El resto del cuento es conocido. La crisis subprime (2007) vio caer como castillos de naipes una serie de instrumentos financieros que habían recibido un rating AAA (el más seguro). También dejó en evidencia que los conflictos de interés al interior de las agencias clasificadoras habían sido uno de los factores más importantes detrás de la crisis. En resumen, quedó claro que las agencias clasificadoras de riesgo—que habían partido como servidoras de los inversionistas—habían dejado de serlo hacia mucho tiempo. Y que su función de "vendedores de permisos" para emitir bonos las había llevado a relajar los estándares para aumentar sus ingresos. Es decir, el tiempo le dio la razón al jesuita conflictivo: sucedió exactamente lo que McGuire había anticipado. Solo hubo que esperar doce años.

Una última reflexión. El escándalo Enron, y la participación que le cupo en este a Arthur Andersen, hizo desaparecer a esta firma, la que se vio obligada a entregar su licencia para practicar auditorias contables a la SEC en 2002. Las irregularidades que las clasificadoras de riesgo cometieron están ampliamente documentadas en las investigaciones que hizo, por ejemplo, el congreso norteamericano. Y si bien es cierto que ambas firmas (Moody"s y S&P) debieron pagar altas multas, no deja de sorprender que a pesar de la responsabilidad que les cupo en la gestación de la crisis subprime todavía existan. Más aún, aunque los inversionistas ya no prestan mayor atención a los ratings, el hecho que estos sigan enquistados en el marco regulatorio de casi todos los países (Chile incluido), les garantiza a las clasificadoras un negocio rentable y estable.
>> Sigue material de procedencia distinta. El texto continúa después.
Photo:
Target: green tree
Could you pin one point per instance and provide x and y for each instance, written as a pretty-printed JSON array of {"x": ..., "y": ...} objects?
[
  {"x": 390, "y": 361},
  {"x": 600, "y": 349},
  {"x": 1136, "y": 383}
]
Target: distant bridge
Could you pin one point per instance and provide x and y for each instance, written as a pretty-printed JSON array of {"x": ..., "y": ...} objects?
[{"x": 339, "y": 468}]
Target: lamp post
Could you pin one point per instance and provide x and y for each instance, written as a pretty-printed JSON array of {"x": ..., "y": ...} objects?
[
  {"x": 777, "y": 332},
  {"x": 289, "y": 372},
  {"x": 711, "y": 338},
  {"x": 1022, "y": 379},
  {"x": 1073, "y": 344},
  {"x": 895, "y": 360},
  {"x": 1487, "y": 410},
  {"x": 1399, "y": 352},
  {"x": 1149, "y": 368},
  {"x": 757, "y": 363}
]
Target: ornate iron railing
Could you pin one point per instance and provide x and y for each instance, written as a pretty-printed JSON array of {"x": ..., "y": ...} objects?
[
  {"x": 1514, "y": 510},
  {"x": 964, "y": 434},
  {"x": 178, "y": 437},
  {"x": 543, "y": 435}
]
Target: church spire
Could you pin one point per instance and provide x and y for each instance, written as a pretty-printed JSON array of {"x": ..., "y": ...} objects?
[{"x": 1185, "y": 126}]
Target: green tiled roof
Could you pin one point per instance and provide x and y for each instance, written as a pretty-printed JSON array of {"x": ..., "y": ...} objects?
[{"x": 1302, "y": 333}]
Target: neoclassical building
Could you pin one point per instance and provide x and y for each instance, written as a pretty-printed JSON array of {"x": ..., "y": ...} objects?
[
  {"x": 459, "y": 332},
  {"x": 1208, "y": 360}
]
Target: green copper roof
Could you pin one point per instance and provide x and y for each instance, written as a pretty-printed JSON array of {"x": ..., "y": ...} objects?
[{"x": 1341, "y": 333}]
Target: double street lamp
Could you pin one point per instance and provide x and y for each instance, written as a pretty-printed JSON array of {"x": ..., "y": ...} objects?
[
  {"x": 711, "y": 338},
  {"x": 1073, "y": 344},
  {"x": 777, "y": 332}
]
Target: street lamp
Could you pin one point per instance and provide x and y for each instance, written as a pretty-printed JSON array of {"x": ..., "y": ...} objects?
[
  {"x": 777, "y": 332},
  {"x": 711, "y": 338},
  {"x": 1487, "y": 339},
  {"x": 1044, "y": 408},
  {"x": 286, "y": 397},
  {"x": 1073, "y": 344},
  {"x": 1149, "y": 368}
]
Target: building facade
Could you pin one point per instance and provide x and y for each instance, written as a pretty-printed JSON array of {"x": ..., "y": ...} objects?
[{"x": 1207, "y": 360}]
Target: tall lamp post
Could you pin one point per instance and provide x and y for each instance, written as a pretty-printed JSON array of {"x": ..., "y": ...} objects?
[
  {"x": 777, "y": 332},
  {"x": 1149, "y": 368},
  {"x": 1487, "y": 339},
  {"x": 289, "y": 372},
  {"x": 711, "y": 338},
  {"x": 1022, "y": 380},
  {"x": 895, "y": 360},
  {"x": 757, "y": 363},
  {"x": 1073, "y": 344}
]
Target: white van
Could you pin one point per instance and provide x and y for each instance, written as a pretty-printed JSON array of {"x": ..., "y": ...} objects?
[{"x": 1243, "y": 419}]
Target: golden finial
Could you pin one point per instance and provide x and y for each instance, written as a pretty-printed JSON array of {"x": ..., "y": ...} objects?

Las acciones de Moody"s, que bajaron a alrededor de US$ 20 después de la crisis (Diciembre 2008), hoy se transan en US$ 112, es decir, han tenido un retorno anual promedio cercano al 22% estos últimos ocho años. En este mismo periodo, Berkshire Hathaway (el exitoso vehículo de inversiones de Warren Buffett) solo ha logrado un modesto 11% anual.